Swarm cluster for AWS
Setup a swarm cluster production ready haven’t been so easy !
This is a bootstrap project, which creates 6 swarm nodes, 3 managers and 3 workers.
All Swarm nodes are in a single private subnet and they have access to internet via a Nat Gateway in the public subnet.
There is also a Bastion Host to configure and SSH the swarm nodes. A default Elastic Load Balancer is created also that listens the trafic on TCP:3543 of all swarm nodes and load balance TCP trafic comming from the internet on the port 80.
You can find a more detailled view as above:
Get started
Clone the repo:
git clone https://github.com/markthebault/aws-swarm-cluster-for-production.git
Boostraping a Swarm cluster in AWS
This project uses CoreOS images on alpha version (to get the last updates from docker)
1/ Provisionning of the infrastructure
Make sure you environment contains the following variables:
export AWS_ACCESS_KEY_ID=<your access key>
export AWS_SECRET_ACCESS_KEY=<your secrect key>
Create a file terraform.tfvars in ./terraform
Example:
control_cidr = "10.234.231.21/32"
owner = "Mark"
default_keypair_name = "swarm-clstr-kp"
default_keypair_path = "~/.ssh/swarm-clstr-kp.pem"
Execute terraform plan
to see what will be created and terraform apply
to start terraforming ;)
Quick start
To start even faster just run the make file make up
, this will create the infrastructure and provisionning the VMs.

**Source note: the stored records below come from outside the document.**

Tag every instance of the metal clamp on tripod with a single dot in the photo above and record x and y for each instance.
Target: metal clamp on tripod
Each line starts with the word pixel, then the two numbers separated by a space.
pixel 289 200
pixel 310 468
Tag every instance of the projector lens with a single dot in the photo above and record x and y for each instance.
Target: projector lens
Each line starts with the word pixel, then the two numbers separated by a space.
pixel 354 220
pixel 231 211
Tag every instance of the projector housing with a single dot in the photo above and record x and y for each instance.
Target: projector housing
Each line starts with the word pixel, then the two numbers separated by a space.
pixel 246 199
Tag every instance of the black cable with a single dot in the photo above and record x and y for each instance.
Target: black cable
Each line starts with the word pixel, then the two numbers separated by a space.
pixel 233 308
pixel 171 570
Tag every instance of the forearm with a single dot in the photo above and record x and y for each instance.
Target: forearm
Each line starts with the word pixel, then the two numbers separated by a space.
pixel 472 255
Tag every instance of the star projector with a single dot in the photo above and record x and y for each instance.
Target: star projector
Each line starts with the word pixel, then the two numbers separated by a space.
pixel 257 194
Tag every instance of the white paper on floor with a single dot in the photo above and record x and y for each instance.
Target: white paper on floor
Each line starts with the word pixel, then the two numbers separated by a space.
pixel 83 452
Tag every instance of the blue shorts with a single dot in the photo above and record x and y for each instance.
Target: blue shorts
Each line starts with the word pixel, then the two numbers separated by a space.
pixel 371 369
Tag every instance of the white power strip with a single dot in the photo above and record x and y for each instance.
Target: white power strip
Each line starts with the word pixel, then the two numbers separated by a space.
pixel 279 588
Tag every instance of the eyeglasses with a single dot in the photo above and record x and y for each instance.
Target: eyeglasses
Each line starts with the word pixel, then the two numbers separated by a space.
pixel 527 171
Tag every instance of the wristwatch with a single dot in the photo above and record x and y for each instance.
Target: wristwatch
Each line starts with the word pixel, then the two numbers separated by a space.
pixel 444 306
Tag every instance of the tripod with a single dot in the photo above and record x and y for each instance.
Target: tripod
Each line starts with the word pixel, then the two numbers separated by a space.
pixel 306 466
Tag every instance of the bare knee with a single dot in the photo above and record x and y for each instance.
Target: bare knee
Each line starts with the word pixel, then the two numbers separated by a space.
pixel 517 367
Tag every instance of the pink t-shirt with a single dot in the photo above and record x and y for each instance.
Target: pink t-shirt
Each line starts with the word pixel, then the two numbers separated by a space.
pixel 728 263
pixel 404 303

To destroy everything just run make down
.
2/ Init the Swarm cluster
All operations are executed by ansible so make sure that you have you private-key in your ssh agent
ssh-add -K ~/.ssh/swarm-clstr-kp.pem
(on macOS)
Install ansible requirement on CoreOS (go in the ansible folder ./ansible
):
ansible-playbook bootstrap.yml
Start the cluster:
ansible-playbook init-swarm.yml
Start if you want portainer (a web ui for docker)
ansible-playbook docker-ui.yml
3/ Run new services
To start a new services is very easy, you can follow docker’s tutorials
Be aware of the loadbalancer is only configured to load balance trafic incoming from TCP:80 to go on TCP:3543 of the swarm instances
To change the load balancer configuration you can change the following file: ./terraform/elb.tf
don’t forget to change the attached security group
4/ Connect with OpenVPN
You can connect to your cluster swarm direclty with openvpn and access to your services that you have deployed on your swarm cluster First you need to add openvpn service to bastion.

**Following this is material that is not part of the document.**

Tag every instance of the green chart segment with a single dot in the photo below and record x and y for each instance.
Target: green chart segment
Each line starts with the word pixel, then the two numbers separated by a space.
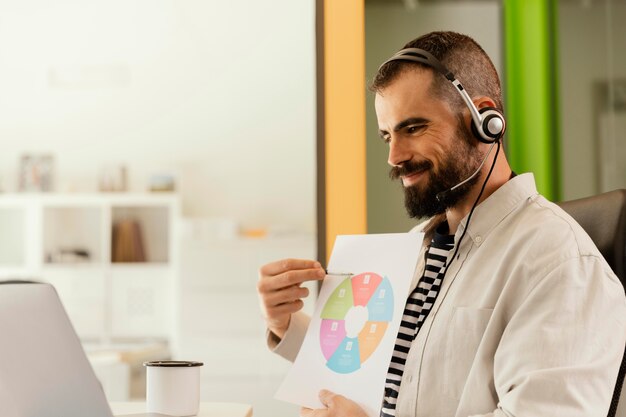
pixel 344 341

OpenVPN is based on this github.
Run the ansible playbook cd ansible && ansible-playbook bastion.yml
this will automaticaly create a file in /tmp/CLIENTADMIN.conf
with the configuration of the OpenVPN.
If it fails, you can run manualy the following scripts ./scripts/get-admin-vpn-cert.sh > myconf.conf
.
To create more configuration for your users you can run the script ./scripts/create-client-vpnconf.sh client-name file-name.conf
5/ Monitoring
This is experimental monitoring
The Monitoring stack have been done using this stack.
To run the Monitoring, execute cd ./ansible && ansible-playbook docker-monitoring.yml
You can also find an example of grafana dashboards in ./monitoring/grafana-dashboard/docker-swarm-container-overview.json
Grafana is accessible on the port http://SWARM_NODE:3543
(you need to connect with the vpn in order to access to this service).
Optional
Docker API Accessible via TLS
You can also configure the docker deamon to be accessible via a distant CLI using TLS.
To enable that feature follow the difrent steps:
# After terraform have been applied
$ cd ./certificate
# Create the CA certificate and the server cretificates
$ make
# Create the client certificate
$ make gen-client-certs CLIENT=client
# Execute the assible playbook to enable TLS
$ cd ../ansible/
$ ansible-playbook docker-certificates.yml
# All nodes of you swarm are accessible via TLS like this:
$ export IP_OF_ONE_NODE=10.43.1.20
$ docker -H tcp://IP_OF_ONE_NODE:2376 --tlsverify --tlscacert ../certificates/ca.pem --tlscert ../certificates/clients/client.pem --tlskey ../certificates/clients/client-key.pem info
Optimisations
- Currently the project works only on one AZ so that’s not very good for high availability
- The project only support AWS